DISONS que l’expert accomplira sa mission conformément aux dispositions des articles 273 et suivants du code de procédure civile et qu’en particulier, il pourra recueillir les déclarations de toute personne informée et que, conformément à l’article 278 du code de procédure civile, il pourra recueillir l’avis d’un technicien dans une spécialité distincte de la sienne, après en avoir avisé les parties et le magistrat chargé du contrôle des expertises.

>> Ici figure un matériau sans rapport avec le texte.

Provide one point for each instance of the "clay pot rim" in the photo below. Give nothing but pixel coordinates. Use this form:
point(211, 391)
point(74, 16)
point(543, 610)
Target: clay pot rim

DISONS qu’à la fin de ses opérations, l’expert organisera une réunion de clôture au cours de laquelle il informera les parties du résultat de ses investigations et recueillera leurs ultimes observations le tout devant être consigné dans son rapport, que l’expert pourra substituer à cette réunion l’envoi d’un pré rapport en donnant un délai aux parties qui ne soit pas inférieur à quinze (15) jours pour faire valoir leurs observations.
DISONS que de ses opérations l’expert commis dressera un rapport, en deux exemplaires dont l’un sous forme numérique, qui sera déposé au greffe du tribunal judiciaire de Montpellier quatre mois après l’acceptation de sa mission, et au plus tard le 18 septembre 2026 et qu’au besoin, il devra solliciter du magistrat chargé du contrôle des expertises une prorogation de ce délai si celui-ci s’avère insuffisant.
DISONS que, conformément aux dispositions de l’article 173 du code de procédure civile, l’expert devra remettre copie de son rapport à chacune des parties ou aux représentants de celle-ci en mentionnant cette remise sur l’original.
DISONS que si les parties viennent à se concilier l’expert constatera que sa mission est devenue sans objet et qu’il nous en fera rapport.
DISONS que Madame [V] [Z] et Monsieur [C] [U] devront consigner au greffe du tribunal judiciaire de Montpellier, s’ils ne sont pas bénéficiaires de l’aide juridictionnelle, la somme MILLE CINQ CENT EUROS (1.500 €) avant le 15 mai 2026, à valoir sur la rémunération de l’expert.
DISONS que cette somme sera consignée entre les mains du régisseur d’avances et de recettes du tribunal judiciaire de Montpellier, tout chèque devant être libellé à l’ordre du « RÉGISSEUR DU TRIBUNAL JUDICIAIRE DE MONTPELLIER ».
DISONS que, par application des dispositions de l’article 271 du code de procédure civile, le défaut de consignation dans le délai imparti entraînera la caducité de la désignation de l’expert.
DISONS que, lors de la première ou de la deuxième réunion des parties, l’expert dressera un programme de ses investigations et évaluera d’une manière aussi précise que possible le montant prévisible de ses honoraires et débours.
DISONS qu’à l’issue de cette réunion, l’expert nous fera connaître la somme globale qui lui paraît nécessaire pour garantir en totalité le recouvrement de ses honoraires et débours et sollicitera, le cas échéant, le versement d’une consignation supplémentaire.
DEBOUTONS les parties de leurs autres demandes plus amples ou contraires
DEBOUTONS la SAS FLEX FUEL ENERGY DEVELOPMENT de sa demande au titre de l’article 700 du code de procédure civile,
RESERVONS les dépens ;RENVOYONS l’affaire à la mise en état électronique du 17 novembre 2026, avec nécessité de conclusions de toutes les parties suite à expertise, avant cette date.
LA GREFFIERE LA JUGE DE LA MISE EN ETAT
En conséquence, la République française mande et ordonne à tous commissaires de justice, sur ce requis, de mettre la présente décision à exécution, aux procureurs généraux et procureurs de la République près les tribunaux judiciaires d’y tenir la main, à tous commandants et officiers de la force publique de prêter main-forte lorsqu’ils en seront légalement requis.
En foi de quoi la minute des présentes a été signée électroniquement par le président et par le greffier.